Bunyan was now
settled under the happiest circumstances and doubtless looked forward to much
religious enjoyment. A pious wife—peace in his soul—a most excellent pastor,
and in full communion with a Christian church. Alas! his enjoyments were soon
interrupted; again a tempest was to agitate his mind, that he might be more
deeply humbled and prepared to become a Barnabas or son of consolation to the
spiritually distressed.
It is a remarkable fact, that upon the baptism of our Lord, after that sublime declaration of Jehovah—'this is my beloved Son,' 'Jesus was led into the wilderness, to be tempted of the devil.' As it was with their leader, so it frequently happens to his followers. After having partaken, for the first time, of the holy enjoyments of the Lord's table—tending to exalt and elevate them, they are often abased and humbled in their own esteem, by the assaults of Satan and his temptations, aided by an evil heart of unbelief. Thus Christian having been cherished in the house called Beautiful, and armed for the conflict, descended into the Valley of Humiliation, encountered Apollyon in deadly combat, and walked through the Valley of the Shadow of Death. 'For three quarters of a year, fierce and said temptations did beset me to blasphemy, that I could never have rest nor ease.
But at last the Lord came in upon my soul with that same
scripture, by which my soul was visited before; and after that, I have been
usually very well and comfortable in the partaking of that blessed ordinance;
and have, I trust, therein discerned the Lord's body, as broken for my sins,
and that his precious blood hath been shed for my transgressions.' This is
what Bunyan calls, 'the soul killing to itself its sins, its righteousness,
wisdom, resolutions, and the things which it trusted in by nature'; and then
receiving 'a most glorious, perfect, and never-fading life.' The life of Christ
in all its purity and perfections imputed to me—'Sometimes I bless the Lord my
soul hath had this life not only imputed to me, but the very glory of it upon
my soul—the Son of God himself in his own person, now at the right hand of his
Father representing me complete before the mercy-seat in his own self.' 'There
was my righteousness just before the eyes of Divine glory.'
About this period his robust hardy frame gave way under the attack of disease, and we have to witness his feelings when the king of terrors appeared to be beginning his deadly work. Whether the fiery trials, the mental tempest through which he had passed, were too severe for his bodily frame, is not recorded. His narrative is, that, 'Upon a time I was somewhat inclining to a consumption, wherewith, about the spring I was suddenly and violently seized, with much weakness in my outward man; insomuch that I thought I could not live.' This is slightly varied in his account of this illness in his Law and Grace.
He there says, 'having contracted
guilt upon my soul, and having some distemper of body upon me, I supposed that
death might now so seize upon, as to take me away from among men.

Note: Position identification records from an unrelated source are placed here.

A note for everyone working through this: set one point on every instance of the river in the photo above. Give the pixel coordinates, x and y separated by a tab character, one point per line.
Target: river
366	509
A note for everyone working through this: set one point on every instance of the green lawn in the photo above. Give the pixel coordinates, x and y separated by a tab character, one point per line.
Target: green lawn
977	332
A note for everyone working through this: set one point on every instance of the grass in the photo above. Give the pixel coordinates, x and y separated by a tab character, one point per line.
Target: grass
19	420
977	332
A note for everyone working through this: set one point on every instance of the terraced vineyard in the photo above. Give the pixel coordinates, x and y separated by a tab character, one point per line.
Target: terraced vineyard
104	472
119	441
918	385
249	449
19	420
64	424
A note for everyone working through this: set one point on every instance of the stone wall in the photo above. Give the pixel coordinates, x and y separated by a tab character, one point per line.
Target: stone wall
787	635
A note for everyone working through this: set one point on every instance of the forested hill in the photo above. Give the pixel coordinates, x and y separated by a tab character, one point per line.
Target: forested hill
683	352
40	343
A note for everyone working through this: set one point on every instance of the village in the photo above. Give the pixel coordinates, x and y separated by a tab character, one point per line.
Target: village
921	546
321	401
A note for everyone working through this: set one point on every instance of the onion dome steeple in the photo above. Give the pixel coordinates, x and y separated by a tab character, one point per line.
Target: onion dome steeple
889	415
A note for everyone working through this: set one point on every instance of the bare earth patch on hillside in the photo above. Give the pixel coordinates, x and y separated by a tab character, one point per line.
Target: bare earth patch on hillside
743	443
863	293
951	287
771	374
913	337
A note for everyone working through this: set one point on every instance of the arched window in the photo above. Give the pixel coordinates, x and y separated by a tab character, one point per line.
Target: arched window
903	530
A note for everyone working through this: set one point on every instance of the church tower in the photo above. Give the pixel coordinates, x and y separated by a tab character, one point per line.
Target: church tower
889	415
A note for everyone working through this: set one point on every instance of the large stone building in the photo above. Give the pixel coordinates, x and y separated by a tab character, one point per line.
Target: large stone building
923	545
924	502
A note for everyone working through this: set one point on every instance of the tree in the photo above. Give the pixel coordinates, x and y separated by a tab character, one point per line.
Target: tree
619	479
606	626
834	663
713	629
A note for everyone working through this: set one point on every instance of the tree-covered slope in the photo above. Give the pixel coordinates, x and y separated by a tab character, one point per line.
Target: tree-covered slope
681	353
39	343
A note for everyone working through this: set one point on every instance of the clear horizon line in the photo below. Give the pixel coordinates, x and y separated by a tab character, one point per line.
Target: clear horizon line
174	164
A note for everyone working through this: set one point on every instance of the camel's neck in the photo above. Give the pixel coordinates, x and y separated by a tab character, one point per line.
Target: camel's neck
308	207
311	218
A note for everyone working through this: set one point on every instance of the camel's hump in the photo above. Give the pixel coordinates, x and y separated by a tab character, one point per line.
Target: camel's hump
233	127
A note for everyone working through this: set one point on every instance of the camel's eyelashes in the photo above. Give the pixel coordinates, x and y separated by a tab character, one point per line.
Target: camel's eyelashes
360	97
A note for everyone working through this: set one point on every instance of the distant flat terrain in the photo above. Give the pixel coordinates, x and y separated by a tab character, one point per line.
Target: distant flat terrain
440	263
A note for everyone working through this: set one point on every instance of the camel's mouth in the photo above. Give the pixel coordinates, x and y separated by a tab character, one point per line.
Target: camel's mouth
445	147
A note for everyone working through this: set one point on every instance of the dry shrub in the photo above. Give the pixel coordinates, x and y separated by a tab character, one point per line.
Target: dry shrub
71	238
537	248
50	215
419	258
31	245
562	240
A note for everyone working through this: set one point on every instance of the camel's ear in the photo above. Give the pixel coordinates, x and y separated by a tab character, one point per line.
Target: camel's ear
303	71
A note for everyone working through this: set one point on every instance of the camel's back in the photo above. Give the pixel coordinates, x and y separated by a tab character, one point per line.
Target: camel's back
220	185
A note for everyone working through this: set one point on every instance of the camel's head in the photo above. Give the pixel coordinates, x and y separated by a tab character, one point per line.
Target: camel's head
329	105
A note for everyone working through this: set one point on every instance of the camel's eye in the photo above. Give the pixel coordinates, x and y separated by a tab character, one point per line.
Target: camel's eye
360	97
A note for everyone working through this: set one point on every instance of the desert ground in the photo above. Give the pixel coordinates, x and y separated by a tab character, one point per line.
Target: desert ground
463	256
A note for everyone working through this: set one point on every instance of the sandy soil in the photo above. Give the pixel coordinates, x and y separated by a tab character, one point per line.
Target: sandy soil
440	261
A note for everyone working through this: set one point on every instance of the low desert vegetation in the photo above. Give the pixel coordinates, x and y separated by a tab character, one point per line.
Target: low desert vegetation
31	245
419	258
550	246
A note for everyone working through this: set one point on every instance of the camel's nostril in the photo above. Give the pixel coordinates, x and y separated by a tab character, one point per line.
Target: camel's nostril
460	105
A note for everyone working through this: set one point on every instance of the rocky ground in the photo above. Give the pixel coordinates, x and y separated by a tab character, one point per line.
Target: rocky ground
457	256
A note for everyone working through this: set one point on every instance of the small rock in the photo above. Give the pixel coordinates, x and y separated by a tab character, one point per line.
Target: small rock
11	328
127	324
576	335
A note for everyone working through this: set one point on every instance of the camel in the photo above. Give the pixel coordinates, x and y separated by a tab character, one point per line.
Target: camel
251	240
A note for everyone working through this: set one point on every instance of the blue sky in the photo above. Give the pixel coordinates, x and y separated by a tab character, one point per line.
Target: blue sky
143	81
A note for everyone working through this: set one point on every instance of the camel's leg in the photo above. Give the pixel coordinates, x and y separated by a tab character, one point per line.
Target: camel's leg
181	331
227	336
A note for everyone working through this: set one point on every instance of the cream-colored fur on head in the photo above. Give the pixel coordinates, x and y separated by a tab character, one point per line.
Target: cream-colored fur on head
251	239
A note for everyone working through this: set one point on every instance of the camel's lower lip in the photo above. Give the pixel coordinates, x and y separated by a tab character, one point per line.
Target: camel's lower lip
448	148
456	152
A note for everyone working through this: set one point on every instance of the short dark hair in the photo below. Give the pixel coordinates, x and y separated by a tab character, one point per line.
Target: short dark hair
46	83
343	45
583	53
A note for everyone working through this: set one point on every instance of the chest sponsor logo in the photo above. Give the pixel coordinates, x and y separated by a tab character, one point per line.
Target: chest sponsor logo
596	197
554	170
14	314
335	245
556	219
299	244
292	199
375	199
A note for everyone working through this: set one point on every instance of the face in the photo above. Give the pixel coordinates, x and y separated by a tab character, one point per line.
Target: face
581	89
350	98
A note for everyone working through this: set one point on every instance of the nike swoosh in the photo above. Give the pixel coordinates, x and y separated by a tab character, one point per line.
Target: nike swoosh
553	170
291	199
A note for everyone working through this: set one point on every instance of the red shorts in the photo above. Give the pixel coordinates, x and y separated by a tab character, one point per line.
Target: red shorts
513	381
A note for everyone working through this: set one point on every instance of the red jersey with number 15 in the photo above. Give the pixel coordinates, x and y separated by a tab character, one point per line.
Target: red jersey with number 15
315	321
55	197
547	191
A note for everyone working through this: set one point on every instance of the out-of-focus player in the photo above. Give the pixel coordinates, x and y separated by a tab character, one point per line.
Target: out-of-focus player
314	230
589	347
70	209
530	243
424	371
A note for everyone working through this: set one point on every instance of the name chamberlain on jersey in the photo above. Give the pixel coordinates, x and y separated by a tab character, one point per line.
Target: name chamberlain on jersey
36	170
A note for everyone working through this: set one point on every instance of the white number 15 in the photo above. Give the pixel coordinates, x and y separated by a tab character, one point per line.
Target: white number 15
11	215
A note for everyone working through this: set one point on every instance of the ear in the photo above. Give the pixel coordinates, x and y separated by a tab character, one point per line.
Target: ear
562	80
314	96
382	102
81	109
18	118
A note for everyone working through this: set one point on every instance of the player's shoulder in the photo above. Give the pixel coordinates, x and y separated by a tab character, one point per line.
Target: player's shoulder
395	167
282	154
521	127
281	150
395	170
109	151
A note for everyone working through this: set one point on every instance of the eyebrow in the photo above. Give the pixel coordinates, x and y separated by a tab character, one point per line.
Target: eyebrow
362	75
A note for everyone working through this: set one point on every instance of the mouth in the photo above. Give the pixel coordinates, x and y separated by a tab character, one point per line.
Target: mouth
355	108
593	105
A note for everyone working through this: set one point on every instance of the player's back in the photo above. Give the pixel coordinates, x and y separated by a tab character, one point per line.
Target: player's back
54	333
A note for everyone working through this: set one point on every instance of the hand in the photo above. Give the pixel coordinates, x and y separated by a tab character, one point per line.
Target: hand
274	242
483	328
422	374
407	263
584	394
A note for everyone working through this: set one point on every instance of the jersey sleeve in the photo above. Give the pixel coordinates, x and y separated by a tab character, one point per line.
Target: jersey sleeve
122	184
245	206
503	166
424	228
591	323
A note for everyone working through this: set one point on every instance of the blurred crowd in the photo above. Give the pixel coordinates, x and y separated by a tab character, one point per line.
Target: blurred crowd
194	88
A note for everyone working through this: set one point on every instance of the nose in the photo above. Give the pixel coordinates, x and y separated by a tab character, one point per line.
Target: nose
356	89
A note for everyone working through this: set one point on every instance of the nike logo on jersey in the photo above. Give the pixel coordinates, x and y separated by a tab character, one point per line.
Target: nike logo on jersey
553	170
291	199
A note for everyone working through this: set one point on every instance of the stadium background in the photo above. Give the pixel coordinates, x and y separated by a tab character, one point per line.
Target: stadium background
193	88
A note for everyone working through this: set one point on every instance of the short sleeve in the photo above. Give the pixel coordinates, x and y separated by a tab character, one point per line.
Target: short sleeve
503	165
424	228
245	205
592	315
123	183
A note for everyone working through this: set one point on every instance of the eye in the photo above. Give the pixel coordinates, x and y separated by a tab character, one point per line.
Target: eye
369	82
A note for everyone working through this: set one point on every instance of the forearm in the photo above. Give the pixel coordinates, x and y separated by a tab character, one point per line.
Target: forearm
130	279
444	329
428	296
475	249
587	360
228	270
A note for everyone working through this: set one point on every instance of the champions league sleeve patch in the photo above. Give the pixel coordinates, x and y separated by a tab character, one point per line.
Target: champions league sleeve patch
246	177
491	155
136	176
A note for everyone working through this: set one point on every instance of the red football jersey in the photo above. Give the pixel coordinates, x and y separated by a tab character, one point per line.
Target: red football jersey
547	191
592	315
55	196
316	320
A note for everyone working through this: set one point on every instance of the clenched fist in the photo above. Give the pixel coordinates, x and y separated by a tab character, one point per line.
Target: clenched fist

These
serious considerations led to a solemn investigation of his hopes. His having
been baptized, his union to a church, the good opinion of his fellow-men, are
not in the slightest degree relied upon as evidences of the new birth, or of a
death to sin and resurrection to holiness.' 'Now began I afresh to give myself
up to a serious examination after my state and condition for the future, and of
my evidences for that blessed world to come: for it hath, I bless the name of
God, been my usual course, as always, so especially in the day of affliction,
to endeavour to keep my interest in the life to come, clear before my eye.
'But I had no sooner
began to recall to mind my former experience of the goodness of God to my soul,
but there came flocking into my mind an innumerable company of my sins and
transgressions: amongst which these were at this time most to my affliction,
namely, my deadness, dullness, and coldness in holy duties; my wanderings of
heart, my wearisomeness in all good things, my want of love to God, his ways
and people, with this at the end of all, "Are these the fruits of
Christianity? Are these the tokens of a blessed man?"
'At the apprehension
of these things my sickness was doubled upon me, for now was I sick in my
inward man, my soul was clogged with guilt; now also was my former experience
of God's goodness to me quite taken out of my mind, and hid as if it had never
been, nor seen. Now was my soul greatly pinched between these two
considerations, "Live I must not, die I dare not." Now I sunk and
fell in my spirit, and was giving up all for lost; but as I was walking up and
down in my house, as a man in a most woeful state, that word of God took hold
of my heart, Ye are "justified freely by his grace, through the redemption
that is in Jesus Christ" (Rom 3:24). But O! what a turn it made upon me!